The Most Valuable Company in Each Southeast Asian Country

This was originally posted on our Voronoi app. Download the app for free on iOS or Android and discover incredible data-driven charts from a variety of trusted sources.

Southeast Asia has been emerging as an economic powerhouse in the past decade. However, there are very noticeable disparities in the sizes of the largest publicly-traded corporations in countries within the region.

In this visualization, we map the most valuable company in each Southeast Asian country, by their market capitalization in current U.S. dollars as of April 18th, 2024.

Data for this visualization and article is sourced from Companiesmarketcap.com, and the Laos and Yangon stock exchanges.

Southeast Asia’s Biggest Companies are Banks

The most valuable companies in Indonesia and Singapore, Bank Central Asia and DBS Group, are each worth more than $60 billion, and both are banks.

In the quartet of Malaysia, Thailand, Vietnam, and the Philippines, the largest companies by market cap are all worth around $20 billion. Out of the four, two are banks.

CountryCompanyMarket Cap
🇮🇩 Indonesia🏦 Bank Central Asia$73B
🇸🇬 Singapore🏦 DBS Group$69B
🇲🇾 Malaysia🏦 Maybank$28B
🇹🇭 Thailand⛽ PTT PCL$27B
🇻🇳 Vietnam🏦 Vietcombank$20B
🇵🇭 Philippines📈 SM Investments
Corporation
$20B
🇰🇭 Cambodia🚢 Sihanoukville
Autonomous Port
$1B
🇱🇦 Laos🏭 LALCO$312M
🇲🇲 Myanmar📈 First Myanmar
Investment
$139M

Note: Figures are rounded, and current as of April 18th, 2024.

Cambodia stands by itself, with its most valuable publicly listed company, Sihanoukville Autonomous Port, worth $1 billion.

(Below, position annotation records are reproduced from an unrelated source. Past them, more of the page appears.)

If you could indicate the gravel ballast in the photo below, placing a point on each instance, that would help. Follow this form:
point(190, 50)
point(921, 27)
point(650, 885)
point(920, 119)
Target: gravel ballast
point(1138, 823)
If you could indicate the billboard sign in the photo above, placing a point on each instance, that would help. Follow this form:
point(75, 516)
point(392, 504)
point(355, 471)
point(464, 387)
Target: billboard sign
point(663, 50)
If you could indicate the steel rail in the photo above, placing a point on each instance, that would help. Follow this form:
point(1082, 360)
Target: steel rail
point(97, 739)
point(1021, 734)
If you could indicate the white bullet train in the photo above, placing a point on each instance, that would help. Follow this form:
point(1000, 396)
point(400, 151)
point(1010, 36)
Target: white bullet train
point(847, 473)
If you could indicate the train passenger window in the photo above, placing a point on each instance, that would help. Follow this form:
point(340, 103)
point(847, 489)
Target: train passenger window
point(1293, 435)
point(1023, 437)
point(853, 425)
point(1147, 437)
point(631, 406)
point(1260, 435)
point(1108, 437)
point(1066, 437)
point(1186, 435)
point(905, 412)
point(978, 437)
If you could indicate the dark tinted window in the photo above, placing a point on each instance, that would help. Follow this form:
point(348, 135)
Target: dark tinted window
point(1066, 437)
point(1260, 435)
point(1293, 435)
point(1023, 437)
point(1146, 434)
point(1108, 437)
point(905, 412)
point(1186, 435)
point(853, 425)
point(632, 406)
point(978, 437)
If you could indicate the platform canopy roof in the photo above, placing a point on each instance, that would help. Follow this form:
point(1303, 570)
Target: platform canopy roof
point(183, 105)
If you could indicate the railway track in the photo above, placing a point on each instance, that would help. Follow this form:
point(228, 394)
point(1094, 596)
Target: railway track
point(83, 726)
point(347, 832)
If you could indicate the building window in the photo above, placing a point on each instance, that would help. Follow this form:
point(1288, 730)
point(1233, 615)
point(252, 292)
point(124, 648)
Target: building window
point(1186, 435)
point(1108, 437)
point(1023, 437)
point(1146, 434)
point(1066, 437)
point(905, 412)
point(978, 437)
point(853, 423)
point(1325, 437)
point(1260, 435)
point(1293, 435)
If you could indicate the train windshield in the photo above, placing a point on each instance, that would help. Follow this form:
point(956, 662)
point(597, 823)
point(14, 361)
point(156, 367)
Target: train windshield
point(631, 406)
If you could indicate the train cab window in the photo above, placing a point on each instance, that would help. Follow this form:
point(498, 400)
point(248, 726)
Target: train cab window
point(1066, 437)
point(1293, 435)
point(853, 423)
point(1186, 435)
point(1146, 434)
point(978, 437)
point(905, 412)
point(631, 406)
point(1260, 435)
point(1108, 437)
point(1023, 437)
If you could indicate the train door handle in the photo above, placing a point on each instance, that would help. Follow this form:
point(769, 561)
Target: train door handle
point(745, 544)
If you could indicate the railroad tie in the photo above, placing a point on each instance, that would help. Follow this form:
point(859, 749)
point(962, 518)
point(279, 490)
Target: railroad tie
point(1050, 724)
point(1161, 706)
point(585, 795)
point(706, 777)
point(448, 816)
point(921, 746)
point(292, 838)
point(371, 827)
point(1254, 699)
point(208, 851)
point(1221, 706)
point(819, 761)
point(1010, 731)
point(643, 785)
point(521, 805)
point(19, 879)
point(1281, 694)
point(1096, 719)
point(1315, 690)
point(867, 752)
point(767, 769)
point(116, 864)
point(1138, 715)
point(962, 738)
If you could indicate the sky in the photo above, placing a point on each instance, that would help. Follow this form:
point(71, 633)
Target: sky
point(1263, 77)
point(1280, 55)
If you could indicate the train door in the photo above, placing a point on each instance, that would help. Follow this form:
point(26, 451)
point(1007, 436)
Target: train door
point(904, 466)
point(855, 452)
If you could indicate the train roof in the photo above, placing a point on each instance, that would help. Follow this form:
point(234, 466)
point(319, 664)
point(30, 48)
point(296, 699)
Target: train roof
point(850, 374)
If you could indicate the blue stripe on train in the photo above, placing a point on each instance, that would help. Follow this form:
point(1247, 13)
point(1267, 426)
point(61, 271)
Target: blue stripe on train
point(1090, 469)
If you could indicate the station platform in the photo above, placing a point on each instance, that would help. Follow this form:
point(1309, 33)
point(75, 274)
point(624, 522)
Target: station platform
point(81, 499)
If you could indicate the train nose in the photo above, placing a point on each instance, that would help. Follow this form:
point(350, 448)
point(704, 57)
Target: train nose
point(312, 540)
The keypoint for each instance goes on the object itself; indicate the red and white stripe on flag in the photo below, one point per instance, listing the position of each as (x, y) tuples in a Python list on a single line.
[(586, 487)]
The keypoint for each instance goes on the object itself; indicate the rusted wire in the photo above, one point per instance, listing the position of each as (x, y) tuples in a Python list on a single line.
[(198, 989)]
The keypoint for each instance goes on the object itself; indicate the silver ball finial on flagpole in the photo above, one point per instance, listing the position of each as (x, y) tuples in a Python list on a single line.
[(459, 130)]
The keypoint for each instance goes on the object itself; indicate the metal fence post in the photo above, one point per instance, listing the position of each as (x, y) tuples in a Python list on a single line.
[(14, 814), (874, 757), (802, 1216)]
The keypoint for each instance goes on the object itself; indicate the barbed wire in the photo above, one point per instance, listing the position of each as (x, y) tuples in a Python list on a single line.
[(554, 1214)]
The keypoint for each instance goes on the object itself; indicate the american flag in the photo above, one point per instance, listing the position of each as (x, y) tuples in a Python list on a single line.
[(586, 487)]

Meanwhile, LALCO in Laos is a credit leasing company worth $312 million and Myanmar’s biggest company, First Myanmar Investment, is worth $139 million.

Finally, Brunei and Timor-Leste do not have public stock exchanges, but for different reasons.

Most of Brunei’s economy relies on the state-owned oil sector, which also helps make its sultan the world’s second-richest monarch. However, in Timor-Leste, a small population combined with limited access to credit and liquidity has led to limited opportunities for the creation of publicly-listed companies or an exchange.